The Last Praetorian
Page 18
Safe at last, Tarion tried to remove the head. Try as he might, he couldn’t get it off his shoulder. The jaws were stuck fast—frozen in death. There was nothing for it. He staggered back to the inn with the monstrosity sprouting from his shoulder like a horrifying second head.
“Oh this will be grand; it’s gotten so a man can’t take a quiet walk with a ghost anymore!” Grimly, Tarion sloshed up the steps and squeezed through the door. There were gasps from the patrons and then silence. People stared at him; he ignored them and shouldered his way straight to the bar.

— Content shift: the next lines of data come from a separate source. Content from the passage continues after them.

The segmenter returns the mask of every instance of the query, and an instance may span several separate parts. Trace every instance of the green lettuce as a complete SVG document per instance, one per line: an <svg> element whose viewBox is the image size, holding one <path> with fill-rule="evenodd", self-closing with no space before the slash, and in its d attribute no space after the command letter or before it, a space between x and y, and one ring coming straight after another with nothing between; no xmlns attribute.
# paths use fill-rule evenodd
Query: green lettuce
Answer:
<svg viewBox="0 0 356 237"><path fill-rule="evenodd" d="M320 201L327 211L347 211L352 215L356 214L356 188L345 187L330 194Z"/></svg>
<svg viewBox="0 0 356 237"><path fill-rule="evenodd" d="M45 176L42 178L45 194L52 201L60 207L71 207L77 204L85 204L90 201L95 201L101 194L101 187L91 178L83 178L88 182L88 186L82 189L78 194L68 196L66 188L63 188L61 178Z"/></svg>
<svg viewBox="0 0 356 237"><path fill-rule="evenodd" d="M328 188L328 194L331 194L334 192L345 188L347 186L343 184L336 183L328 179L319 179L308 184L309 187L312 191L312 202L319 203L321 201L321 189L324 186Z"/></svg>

“Two tankards of ale, Furge, one for me and one for my friend,” he told the giant, indicating the severed head.
The giant stared at him.
Hrolf ran up to him. “By the Gods man, what are you doing, wrestling sea dragons in November?”
“Not by choice, I assure you. Furge was right; the sea is somewhat more active than usual.” Hrolf led him to the fire and sat him down in the nearest empty chair.
“Ho, Aubrey, fetch me something hot and a blanket! Furge, come help pry this thing off his shoulder!” Aubrey bustled off to get the blanket and the giant stumped across the bar. He took the creature’s head in his huge fists. The jaws creaked grotesquely, parting with the wet snap of bone.
“Thanks Furge,” Tarion said, rubbing his shoulder.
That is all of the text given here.